The AMX VTT/VCI was the first French APC and IFV (Infantry fighting vehicle). It was developed in the 1950s based on the prolific light tank AMX-13 after a specification of 1952 from the army for an APC, and two rejected prototypes from Hotchkiss. Designation changed several times, from Transport de Troupe Chenillé Modèle 56 (or TT 12 CH Mle 56 for short) in 1956, then VTP or Véhicule de Transport du Personnel for “personal transport vehicle” in 1957 to VTT in the 1960s Vehicule de Transport de Troupes for “Troop Transport Vehicle” to VCI today Véhicule de Combat D’Infanterie (“Infantry Combat Vehicle”) especially when armed with a QF 20 mm autocannon fed with AP rounds. This platform was the French most produced APC/IFV so far with 3,300 vehicles, and exported with the same success as the light tank it was based on. It was replaced by the more conventional AMX 10P in 1973 and is now retired in France, although several armies still use it today.
The welded body used sheets of homogeneous steel armor, with a max thickness of 30 mm with a well-sloped frontal armor but the rounded nose and characteristic splash-board, borrowed to the AMX-13 chassis. It is divided into three compartments, with the driver and engine compartments at the front and the troop compartment at the rear.
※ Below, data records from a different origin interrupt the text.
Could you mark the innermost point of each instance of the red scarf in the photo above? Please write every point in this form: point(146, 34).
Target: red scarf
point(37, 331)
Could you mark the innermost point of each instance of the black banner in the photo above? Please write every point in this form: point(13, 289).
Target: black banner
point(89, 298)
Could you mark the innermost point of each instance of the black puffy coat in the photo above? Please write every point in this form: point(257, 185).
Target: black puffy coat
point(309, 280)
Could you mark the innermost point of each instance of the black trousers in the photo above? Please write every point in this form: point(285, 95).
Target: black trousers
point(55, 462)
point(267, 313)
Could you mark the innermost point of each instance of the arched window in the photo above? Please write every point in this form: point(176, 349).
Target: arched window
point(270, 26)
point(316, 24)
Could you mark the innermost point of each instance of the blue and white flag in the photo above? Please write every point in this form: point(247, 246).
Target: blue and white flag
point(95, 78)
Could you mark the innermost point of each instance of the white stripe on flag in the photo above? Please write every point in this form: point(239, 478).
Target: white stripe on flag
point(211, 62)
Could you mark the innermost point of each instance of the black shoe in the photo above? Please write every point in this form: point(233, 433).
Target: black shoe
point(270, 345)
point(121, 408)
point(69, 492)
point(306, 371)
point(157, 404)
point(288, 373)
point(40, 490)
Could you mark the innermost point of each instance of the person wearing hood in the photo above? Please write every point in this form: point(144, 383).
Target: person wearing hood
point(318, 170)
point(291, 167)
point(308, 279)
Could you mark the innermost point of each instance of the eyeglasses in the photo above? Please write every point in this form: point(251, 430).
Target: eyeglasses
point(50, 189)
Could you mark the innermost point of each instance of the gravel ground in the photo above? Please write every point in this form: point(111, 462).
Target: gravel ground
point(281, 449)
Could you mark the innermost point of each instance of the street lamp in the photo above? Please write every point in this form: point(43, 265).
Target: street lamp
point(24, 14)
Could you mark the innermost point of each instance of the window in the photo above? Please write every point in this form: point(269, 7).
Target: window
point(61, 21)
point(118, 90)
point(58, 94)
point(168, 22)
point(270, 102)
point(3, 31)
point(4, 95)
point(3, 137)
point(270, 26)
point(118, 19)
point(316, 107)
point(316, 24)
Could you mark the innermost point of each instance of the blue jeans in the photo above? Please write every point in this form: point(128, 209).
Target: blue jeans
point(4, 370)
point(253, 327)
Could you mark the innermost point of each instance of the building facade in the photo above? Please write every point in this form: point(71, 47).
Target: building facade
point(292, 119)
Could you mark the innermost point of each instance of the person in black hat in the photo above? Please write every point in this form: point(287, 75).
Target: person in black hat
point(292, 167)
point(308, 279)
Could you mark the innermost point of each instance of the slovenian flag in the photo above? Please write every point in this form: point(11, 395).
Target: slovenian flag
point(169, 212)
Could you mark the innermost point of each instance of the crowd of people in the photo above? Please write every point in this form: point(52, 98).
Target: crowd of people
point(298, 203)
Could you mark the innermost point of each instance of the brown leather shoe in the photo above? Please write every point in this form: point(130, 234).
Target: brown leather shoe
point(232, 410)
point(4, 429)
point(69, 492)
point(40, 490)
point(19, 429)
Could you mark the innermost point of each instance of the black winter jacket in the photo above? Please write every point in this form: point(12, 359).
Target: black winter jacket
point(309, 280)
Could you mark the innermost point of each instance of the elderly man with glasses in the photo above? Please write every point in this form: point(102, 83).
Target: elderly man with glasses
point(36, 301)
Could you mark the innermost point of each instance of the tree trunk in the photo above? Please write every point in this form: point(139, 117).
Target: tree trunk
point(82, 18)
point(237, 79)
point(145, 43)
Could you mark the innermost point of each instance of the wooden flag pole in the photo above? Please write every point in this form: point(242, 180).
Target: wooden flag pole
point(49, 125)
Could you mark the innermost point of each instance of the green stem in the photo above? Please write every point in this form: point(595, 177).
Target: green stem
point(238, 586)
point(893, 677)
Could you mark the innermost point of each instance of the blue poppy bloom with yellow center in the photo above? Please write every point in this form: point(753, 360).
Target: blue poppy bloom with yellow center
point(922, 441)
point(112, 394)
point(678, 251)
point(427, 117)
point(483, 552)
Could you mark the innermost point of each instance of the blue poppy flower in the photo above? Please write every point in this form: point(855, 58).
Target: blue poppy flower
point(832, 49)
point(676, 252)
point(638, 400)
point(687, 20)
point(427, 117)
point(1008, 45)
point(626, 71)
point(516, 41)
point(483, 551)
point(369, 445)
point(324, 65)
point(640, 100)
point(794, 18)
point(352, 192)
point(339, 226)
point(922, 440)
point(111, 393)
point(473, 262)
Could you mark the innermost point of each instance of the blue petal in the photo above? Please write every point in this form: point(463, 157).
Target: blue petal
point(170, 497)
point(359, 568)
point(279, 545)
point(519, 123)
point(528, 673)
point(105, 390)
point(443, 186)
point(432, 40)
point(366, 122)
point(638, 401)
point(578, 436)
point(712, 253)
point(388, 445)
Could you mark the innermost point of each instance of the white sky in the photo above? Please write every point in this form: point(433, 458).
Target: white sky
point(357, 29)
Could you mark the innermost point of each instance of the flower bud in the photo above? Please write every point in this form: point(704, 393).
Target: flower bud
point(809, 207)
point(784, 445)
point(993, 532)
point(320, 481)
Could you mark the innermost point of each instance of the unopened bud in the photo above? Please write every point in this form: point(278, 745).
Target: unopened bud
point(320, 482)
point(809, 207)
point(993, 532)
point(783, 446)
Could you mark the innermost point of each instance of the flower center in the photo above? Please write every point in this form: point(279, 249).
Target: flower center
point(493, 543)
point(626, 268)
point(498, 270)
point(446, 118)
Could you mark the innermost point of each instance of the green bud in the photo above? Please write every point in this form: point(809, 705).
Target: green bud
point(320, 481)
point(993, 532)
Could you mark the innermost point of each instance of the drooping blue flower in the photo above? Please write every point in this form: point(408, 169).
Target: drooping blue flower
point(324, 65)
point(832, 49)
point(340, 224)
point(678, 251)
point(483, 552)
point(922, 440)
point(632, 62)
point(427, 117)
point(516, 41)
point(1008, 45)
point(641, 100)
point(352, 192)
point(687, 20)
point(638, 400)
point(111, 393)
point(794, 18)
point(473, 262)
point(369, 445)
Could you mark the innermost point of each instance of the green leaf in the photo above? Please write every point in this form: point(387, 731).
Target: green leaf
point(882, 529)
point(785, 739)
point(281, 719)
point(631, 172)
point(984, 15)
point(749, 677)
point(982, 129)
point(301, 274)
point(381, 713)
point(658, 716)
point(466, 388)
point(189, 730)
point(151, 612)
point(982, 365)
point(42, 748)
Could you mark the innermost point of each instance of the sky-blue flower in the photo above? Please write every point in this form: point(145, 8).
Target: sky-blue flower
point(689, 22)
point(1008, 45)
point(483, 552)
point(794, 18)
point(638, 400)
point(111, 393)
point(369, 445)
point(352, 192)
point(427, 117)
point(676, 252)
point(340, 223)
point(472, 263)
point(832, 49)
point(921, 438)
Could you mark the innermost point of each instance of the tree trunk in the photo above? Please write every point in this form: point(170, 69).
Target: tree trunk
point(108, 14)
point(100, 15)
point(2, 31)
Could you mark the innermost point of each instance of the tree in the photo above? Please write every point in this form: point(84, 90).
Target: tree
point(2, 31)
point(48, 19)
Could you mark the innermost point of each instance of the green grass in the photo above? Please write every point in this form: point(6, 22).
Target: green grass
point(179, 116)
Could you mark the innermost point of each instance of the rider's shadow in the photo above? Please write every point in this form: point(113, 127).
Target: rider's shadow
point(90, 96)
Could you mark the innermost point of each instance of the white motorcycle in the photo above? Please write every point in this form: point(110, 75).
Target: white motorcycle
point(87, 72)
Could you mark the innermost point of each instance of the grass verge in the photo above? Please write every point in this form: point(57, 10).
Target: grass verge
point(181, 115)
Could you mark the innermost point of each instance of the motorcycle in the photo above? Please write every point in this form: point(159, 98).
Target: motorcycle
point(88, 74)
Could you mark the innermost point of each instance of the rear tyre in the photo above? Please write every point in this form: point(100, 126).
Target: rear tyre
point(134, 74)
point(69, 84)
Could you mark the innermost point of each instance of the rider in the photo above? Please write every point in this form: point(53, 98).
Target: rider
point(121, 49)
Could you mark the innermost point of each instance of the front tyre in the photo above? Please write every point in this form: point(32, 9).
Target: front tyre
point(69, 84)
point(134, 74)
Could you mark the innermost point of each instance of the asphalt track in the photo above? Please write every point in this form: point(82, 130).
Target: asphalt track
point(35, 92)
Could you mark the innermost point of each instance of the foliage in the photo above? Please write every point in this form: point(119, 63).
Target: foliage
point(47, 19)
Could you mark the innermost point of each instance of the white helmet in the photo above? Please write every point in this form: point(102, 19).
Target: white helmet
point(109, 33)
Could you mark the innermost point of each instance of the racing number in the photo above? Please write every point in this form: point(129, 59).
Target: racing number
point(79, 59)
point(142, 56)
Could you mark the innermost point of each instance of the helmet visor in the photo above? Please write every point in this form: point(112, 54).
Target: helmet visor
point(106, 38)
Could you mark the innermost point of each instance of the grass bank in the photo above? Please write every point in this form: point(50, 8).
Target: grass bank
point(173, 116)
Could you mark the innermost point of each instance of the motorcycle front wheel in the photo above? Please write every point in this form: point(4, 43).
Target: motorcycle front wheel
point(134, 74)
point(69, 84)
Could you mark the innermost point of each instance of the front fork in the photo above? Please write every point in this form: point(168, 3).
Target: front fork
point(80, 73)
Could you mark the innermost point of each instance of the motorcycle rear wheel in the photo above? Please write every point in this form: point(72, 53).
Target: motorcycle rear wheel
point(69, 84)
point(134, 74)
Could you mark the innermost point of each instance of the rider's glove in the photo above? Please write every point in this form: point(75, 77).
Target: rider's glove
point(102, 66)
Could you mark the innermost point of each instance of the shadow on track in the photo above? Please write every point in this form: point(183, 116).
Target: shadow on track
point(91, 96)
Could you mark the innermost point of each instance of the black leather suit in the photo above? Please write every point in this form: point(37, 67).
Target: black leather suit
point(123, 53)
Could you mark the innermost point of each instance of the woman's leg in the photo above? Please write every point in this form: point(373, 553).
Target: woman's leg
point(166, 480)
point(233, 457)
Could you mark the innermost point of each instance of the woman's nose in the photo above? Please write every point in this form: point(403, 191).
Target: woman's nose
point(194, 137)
This rear compartment was completely modified to carry a central bench for an equipped platoon of ten men seated back to back, fully equipped. They had two rear access doors and a sloped roof with two additional two-piece hatch covers and four pistol ports per side (an innovation for the time). The infantry could either jump over the top or disembark through the rear doors, also fitted with pistol ports.
The driver/co-driver had their own hatches and the driver single-piece hatch cover opened to the left and could see through three prismatic vision blocks covering the front and sides. The central one could be replaced by a night vision periscope. There was a tall superstructure just after the engine, and a rotating commander cupola on the left side, with four to ten vision blocks, depending on the version. This cupola was often modified during production to house a variety of armaments. One of the most current was the light turret (Tourelleau CAFL 56) developed in 1956-57. The superstructure front right was equipped with fasteners to hold storage.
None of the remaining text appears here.